4️⃣ Works in Any Environment
CSVs are universal. They work on Mac, Windows, Linux. You don’t need special software. Even if your normal tools fail, you can still process them with basic command-line utilities.
—
That said, if you’ve ever tried to open a multi-gigabyte CSV locally, you’ve probably dealt with slow loading times, unresponsive applications, and even system crashes. This post explores why that happens, both from a technical and user experience perspective, and what you can do about it.
The UX nightmare of large CSVs
Downloading a Large CSV: A Slow, Painful Process
Let’s say you need to work with a big dataset. You download a 5GB CSV. What happens?

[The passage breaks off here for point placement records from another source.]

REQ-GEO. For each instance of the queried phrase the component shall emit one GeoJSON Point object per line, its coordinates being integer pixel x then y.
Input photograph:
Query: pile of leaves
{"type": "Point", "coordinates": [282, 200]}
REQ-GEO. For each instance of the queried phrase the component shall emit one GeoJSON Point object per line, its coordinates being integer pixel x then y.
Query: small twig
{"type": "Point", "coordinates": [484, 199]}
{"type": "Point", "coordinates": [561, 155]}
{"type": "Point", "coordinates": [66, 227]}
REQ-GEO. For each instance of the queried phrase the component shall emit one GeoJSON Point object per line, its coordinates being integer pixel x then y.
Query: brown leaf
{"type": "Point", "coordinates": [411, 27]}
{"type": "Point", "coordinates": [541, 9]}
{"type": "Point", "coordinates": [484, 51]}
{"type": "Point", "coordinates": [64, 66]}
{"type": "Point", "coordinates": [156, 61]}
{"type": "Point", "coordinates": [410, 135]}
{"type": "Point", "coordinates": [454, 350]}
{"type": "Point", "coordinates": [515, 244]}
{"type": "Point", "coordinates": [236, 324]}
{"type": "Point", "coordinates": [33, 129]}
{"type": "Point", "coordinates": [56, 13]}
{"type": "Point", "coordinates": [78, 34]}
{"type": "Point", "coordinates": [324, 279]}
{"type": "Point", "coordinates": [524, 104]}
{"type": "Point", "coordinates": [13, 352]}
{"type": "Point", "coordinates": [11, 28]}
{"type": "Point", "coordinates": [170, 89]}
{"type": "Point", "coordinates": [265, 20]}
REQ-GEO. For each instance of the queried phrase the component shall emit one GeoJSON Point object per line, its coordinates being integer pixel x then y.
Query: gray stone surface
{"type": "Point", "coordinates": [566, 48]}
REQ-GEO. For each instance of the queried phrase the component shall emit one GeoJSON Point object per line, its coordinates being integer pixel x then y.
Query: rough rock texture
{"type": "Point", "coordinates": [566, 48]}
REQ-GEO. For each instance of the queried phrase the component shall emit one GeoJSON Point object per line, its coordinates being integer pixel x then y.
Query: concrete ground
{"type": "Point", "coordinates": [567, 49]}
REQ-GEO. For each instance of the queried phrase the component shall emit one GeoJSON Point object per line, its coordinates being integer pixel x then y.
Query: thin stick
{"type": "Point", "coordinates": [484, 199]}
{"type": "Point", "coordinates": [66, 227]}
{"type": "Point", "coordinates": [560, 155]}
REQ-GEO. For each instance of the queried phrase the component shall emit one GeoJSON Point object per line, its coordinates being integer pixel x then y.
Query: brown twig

First, the download takes forever.
Some cloud services won’t even let you download a file that big. Google Drive, for example, might force you to zip it first, which means you now need twice as much disk space to store it.
Then you try to open it.
On a Mac: The default app is Numbers, which tries to load the whole thing into memory. If the file is too big, you’ll just get the spinning beach ball of death.
On Windows: Excel has a hard row limit of 1,048,576 rows. If your file is bigger, it either truncates or crashes.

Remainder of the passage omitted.